画出所有2000年以后上映影片的评分数的直方图,其中横坐标为对数尺度表示访问量,纵坐标为平方根尺度表示域名的数量。
> ggplot(data1, aes(x = CountGrade)) + geom_histogram(aes(fill = ..count..)) +
+ scale_fill_gradient("Count", low = "green", high = "red") + scale_x_log10()
stat_bin: binwidth defaulted to range/30. Use 'binwidth = x' to adjust this.
c. 画出平均评分前5的影片评分的分布柱状图
画出平均评分前5的影片评分的分布柱状图,其中横坐标表示不同影片,纵坐标为对数尺度表示评分的累积百分比,颜色表示不同评分。
> data2 <- read.table("D:/workspace/2.csv", sep = "\t")
> names(data2) <- c("Title", "MovieId", "Grade")
> data2$Grade <- as.factor(data2$Grade)
> ggplot(data2, aes(x = Title, fill = Grade)) + geom_bar(position = "fill") +
+ scale_y_log10()
d. 画出平均评分前5的影片的在上映第一年每周的平均评分、评分标准差和评分数
画出平均评分前5的影片的在上映第一年每周的平均评分、评分标准差和评分数,其中横坐标表示距离影片收到第一条评分过的周数,纵坐标表示影片的平均评分,线条粗细表示评分数,灰色区域表示影片平均评分的95%置信区间。
> data3 <- read.table("D:/workspace/3.csv", sep = "\t")
> names(data3) <- c("Title", "MovieId", "Day", "AverageGrade", "DevGrade", "CountGrade")

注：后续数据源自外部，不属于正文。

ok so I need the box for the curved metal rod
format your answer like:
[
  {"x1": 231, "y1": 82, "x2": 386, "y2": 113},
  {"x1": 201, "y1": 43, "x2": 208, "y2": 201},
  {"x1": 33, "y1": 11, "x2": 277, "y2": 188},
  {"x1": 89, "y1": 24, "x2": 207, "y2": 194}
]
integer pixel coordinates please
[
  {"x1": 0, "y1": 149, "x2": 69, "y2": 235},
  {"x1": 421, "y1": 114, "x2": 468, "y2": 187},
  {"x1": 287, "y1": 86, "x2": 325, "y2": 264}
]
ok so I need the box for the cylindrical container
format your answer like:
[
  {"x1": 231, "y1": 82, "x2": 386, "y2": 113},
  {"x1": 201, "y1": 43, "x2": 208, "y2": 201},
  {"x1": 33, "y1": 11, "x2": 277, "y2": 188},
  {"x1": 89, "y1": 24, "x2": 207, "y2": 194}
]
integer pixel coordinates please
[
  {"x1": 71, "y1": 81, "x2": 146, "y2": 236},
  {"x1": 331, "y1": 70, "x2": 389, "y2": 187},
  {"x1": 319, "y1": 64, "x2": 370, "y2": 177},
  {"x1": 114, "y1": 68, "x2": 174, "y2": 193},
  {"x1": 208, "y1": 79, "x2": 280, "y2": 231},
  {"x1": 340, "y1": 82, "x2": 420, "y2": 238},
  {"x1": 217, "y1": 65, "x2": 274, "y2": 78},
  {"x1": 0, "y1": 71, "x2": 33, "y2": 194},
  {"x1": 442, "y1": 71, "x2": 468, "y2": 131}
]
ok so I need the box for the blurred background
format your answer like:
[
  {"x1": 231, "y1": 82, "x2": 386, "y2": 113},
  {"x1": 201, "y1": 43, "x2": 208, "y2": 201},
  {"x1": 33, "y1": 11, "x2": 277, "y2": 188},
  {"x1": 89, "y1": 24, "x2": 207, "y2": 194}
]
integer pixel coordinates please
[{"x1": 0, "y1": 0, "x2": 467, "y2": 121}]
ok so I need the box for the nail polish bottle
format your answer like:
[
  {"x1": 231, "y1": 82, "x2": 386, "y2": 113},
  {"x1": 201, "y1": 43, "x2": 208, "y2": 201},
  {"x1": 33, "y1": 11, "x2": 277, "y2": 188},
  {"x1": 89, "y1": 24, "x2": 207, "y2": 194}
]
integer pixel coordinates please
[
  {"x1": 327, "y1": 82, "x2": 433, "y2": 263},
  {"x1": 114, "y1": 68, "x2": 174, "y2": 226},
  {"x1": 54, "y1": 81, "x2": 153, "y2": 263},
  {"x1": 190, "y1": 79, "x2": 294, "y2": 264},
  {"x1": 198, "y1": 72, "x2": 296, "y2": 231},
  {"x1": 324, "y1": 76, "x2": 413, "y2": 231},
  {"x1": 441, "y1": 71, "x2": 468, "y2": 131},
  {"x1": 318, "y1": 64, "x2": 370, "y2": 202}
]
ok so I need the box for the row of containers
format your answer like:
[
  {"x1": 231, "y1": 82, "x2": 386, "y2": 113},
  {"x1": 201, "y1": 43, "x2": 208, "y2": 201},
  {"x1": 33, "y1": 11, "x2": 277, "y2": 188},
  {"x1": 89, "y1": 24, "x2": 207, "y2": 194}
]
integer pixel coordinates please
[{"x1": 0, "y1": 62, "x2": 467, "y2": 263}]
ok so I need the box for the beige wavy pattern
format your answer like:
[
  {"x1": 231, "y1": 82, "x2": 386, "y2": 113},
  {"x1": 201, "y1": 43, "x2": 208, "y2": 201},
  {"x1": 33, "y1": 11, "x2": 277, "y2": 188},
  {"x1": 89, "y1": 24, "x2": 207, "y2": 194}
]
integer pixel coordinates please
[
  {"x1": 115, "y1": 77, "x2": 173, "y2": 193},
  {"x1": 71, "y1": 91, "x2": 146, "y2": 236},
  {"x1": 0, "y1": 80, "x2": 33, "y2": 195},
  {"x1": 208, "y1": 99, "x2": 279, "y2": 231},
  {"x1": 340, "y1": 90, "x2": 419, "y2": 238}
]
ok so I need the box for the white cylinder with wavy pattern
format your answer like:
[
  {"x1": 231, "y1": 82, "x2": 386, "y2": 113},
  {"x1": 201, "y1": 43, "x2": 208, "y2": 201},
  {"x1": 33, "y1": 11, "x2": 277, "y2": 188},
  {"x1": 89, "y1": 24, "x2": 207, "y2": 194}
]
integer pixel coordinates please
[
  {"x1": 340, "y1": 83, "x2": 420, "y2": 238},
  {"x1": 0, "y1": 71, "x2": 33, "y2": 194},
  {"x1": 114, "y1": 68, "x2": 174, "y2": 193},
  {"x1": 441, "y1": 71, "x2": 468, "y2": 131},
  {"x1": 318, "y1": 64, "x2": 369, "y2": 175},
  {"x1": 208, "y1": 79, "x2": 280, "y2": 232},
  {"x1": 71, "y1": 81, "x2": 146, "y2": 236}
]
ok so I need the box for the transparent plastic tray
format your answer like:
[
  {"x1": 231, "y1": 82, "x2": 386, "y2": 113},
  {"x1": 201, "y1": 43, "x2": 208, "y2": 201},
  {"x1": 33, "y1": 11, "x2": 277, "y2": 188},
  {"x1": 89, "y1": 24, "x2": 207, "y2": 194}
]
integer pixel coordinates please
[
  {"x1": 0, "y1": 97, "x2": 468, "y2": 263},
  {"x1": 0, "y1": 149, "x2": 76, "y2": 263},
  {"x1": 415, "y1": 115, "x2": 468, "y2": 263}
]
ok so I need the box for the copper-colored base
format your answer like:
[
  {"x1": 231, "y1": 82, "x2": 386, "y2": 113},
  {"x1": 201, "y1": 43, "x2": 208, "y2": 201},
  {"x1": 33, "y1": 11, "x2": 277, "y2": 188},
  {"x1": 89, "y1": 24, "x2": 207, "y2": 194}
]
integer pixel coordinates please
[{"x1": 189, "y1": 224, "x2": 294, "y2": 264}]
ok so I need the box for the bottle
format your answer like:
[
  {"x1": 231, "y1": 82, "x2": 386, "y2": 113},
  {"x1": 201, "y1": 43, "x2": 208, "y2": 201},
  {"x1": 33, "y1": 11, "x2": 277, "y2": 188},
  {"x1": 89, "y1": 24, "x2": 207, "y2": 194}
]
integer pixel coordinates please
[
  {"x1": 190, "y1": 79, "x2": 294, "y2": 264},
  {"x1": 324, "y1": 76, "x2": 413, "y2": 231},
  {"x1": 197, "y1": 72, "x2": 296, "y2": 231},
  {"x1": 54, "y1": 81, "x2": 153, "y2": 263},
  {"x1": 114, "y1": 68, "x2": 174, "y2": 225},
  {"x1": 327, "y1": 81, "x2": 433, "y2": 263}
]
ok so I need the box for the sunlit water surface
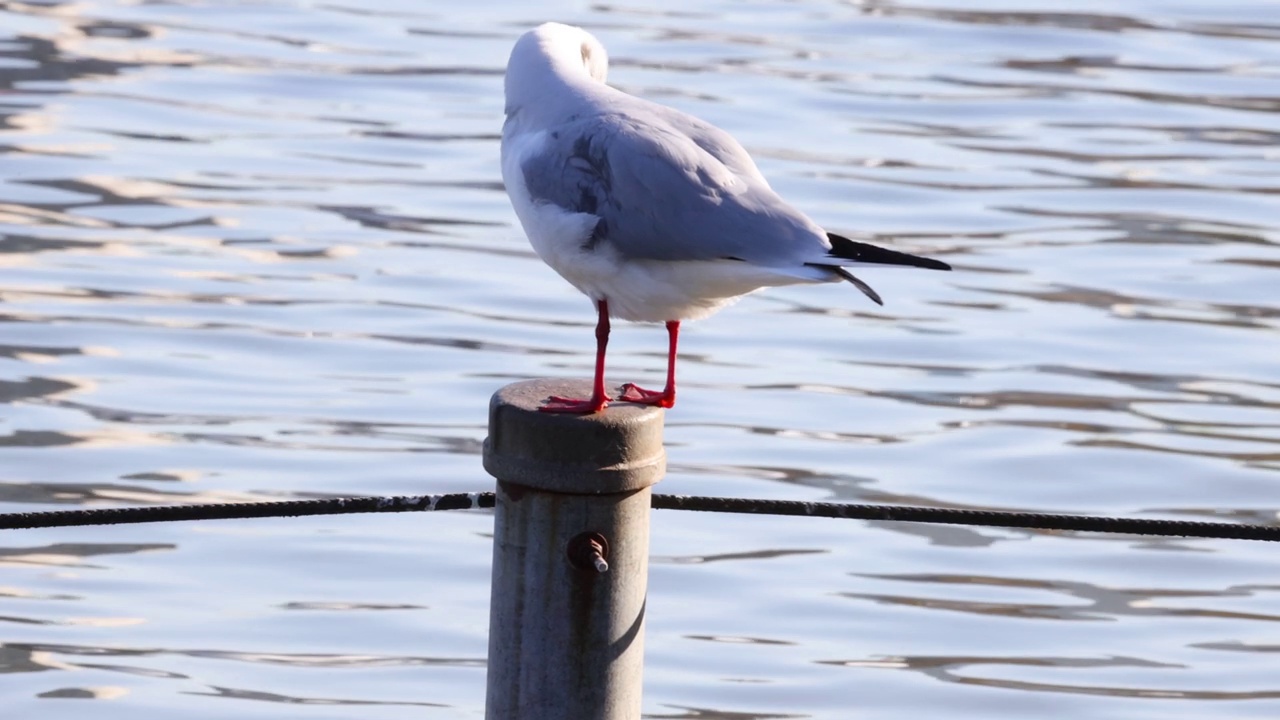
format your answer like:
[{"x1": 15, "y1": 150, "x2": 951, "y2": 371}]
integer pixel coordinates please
[{"x1": 2, "y1": 1, "x2": 1279, "y2": 718}]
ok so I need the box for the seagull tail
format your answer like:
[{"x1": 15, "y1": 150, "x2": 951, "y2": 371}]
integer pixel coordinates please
[
  {"x1": 825, "y1": 232, "x2": 952, "y2": 271},
  {"x1": 832, "y1": 266, "x2": 884, "y2": 306},
  {"x1": 804, "y1": 233, "x2": 950, "y2": 306}
]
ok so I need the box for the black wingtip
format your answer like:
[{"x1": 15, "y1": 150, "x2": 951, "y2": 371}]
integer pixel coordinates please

> ggplot(data3, aes(x = Day, y = AverageGrade, group = Title)) + geom_smooth(aes(ymin = AverageGrade -
+ 1.96 * DevGrade, ymax = AverageGrade - 1.96 * DevGrade, colour = Title),
+ size = 2) + xlim(0, 45)
geom_smooth: method="auto" and size of largest group is <1000, so using loess. Use 'method = x' to change the smoothing method.
Warning: Removed 2 rows containing missing values (stat_smooth).
Warning: Removed 1 rows containing missing values (stat_smooth).
Warning: Removed 1 rows containing missing values (stat_smooth).
Warning: Removed 7 rows containing missing values (stat_smooth).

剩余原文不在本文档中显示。